Lo scrittore. Shpëtim Selmani: «Il mio Kosovo in lotta per la pace»

Si definisce «figlio della guerra» e nel suo ultimo romanzo “Ballata dello scarafaggio” intreccia vita quotidiana e violenza della storia
Lo scrittore e attore kosovaro Shpëtim Selmani

Lo scrittore e attore kosovaro Shpëtim Selmani – Blerta Hoçia/Crocetti

Quello dei Balcani è un passato che sembra non passare mai. Mentre non si sono ancora spenti gli echi del conflitto in Kosovo, che chiuse nel modo peggiore il XX secolo, c’è chi con quel terribile fardello è stato costretto a crescere e a diventare adulto. Lo scrittore e attore kosovaro Shpëtim Selmani si definisce «un figlio di quella guerra», che iniziò quando lui aveva appena dodici anni. Crescendo ha cercato di rielaborare quell’esperienza anche con l’aiuto della letteratura e del teatro. Ma ammette di non esserci riuscito. «Non ho ancora fatto pace con il mio passato. Spero di potermi almeno riconciliare con il futuro», confessa in questa intervista che ci ha rilasciato in occasione dell’uscita di Ballata dello scarafaggio (traduzione di Fatjona Lamce, Crocetti, pagine 160, euro 17,00), un libro in cui intreccia il suo quotidiano di scrittore, attore, padre e marito con la violenza della storia.

Nato a Pristina nel 1986, vincitore del premio dell’Unione Europea per la letteratura nel 2020, Selmani è autore di opere in prosa e in poesia già tradotte in molte lingue, nelle quali ha cercato di riflettere sul dolore e sull’umiliazione subita durante la guerra dalla sua famiglia e dal suo popolo. È lui lo scarafaggio del titolo, «piccolo ma carico di orgoglio e con una profonda dignità», tiene a precisare, sostenendo che «tutti i conflitti scoppiano laddove non c’è conoscenza, né comprensione nei confronti delle piccole nazioni». Con una lingua cruda e spigolosa che a tratti dà spazio a lirismi improvvisi (e può ricordare quella di un altro scrittore di origini balcaniche, il bosniaco Aleksandar Hemon), Selmani ricostruisce il proprio vissuto, le emozioni che ha provato in questi anni e il suo punto di vista sulla vita attraverso una serie di brevi paragrafi autobiografici.

Elenca storie, ricordi e aneddoti come pezzi di un mosaico, nel tentativo di ricomporre la sua anima violata e di confrontarsi con il proprio passato. I suoi traumi personali, le difficoltà del dopoguerra, la ricostruzione del suo Paese. Fino ad arrivare alla realtà odierna di un Paese che vede ancora divisioni profonde tra serbi e albanesi, politici corrotti e uomini d’affari senza scrupoli. La letteratura, però, può essere un antidoto a tanti mali, come spiega in una parte centrale del libro, dedicata al suo incontro con una giovane scrittrice serba intenta a negare il genocidio di Srebrenica.

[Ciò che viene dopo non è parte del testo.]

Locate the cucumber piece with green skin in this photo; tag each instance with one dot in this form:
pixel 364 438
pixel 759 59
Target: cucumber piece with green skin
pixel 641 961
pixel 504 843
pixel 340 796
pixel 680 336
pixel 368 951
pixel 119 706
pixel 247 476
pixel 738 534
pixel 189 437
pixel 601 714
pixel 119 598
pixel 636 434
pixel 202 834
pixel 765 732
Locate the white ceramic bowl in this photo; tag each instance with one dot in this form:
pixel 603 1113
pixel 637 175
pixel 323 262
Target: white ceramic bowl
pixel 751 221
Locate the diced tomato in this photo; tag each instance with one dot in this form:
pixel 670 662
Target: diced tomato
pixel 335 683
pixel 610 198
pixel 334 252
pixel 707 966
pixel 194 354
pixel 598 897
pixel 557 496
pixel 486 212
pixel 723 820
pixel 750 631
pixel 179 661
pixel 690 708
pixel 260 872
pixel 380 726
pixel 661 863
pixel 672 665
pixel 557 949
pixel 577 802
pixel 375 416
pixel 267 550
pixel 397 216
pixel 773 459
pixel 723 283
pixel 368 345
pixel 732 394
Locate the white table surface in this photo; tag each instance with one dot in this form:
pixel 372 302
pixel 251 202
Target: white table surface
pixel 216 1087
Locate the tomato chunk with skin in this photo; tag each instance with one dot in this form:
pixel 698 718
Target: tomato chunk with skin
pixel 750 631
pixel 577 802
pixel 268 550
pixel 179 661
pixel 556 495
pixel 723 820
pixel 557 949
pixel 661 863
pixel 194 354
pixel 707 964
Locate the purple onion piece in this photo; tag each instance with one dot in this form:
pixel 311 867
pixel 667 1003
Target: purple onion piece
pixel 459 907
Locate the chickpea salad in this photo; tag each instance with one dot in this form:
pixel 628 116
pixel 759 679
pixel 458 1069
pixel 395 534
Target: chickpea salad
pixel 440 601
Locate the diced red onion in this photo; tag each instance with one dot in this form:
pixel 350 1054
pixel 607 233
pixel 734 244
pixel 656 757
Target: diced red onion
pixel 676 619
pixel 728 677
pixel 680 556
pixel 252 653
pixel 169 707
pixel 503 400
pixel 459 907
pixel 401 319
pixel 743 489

La letteratura può essere anche uno strumento per combattere il negazionismo e il revisionismo?

Direi proprio di sì. Anzi penso che dovrebbe essere una delle ragioni principali della sua esistenza. Una vera letteratura deve essere raffinata, originale, autentica. E servire sempre il bene. Non può e non deve avere bisogno di mentire, di diffondere odio o propaganda. Potrebbe davvero essere il rimedio contro tanti mali del mondo, ad esempio favorendo una riflessione sulle identità collettive, anche se viviamo dentro una grande scatola politica nella quale la letteratura è come un luogo perduto, alla ricerca della propria vera funzione. In un’epoca come quella attuale, in cui le identità personali possono anche essere fluide, l’identità nazionale è sempre più forte. E da questo derivano molti dei problemi del mondo. La vera letteratura è fatta invece da identità universali ed è proprio per questo che spesso la politica si scontra con la letteratura. Penso inoltre che ci sia una linea molto sottile tra la letteratura e la vita. Poiché tutto ciò che è vissuto è letteratura.

Quali sono i principali elementi di ispirazione per le sue opere?

Ne ho molti, a partire dalla mia vita, dal luogo in cui vivo. E anche dalle nostre identità. Molte cose della vita sono in armonia nel loro caos e talvolta è difficile comprenderle. I popoli, ad esempio, sono entità molto complesse. Non mi piace affatto che le persone siano felici a causa del loro potere. Un tema molto importante nel mio lavoro letterario è anche l’amore. Ma la vita mi fornisce molti spunti dei quali sono pronto a parlare con sincerità, per quello che posso.

Neanche con l’aiuto della letteratura è riuscito a far pace con il suo passato?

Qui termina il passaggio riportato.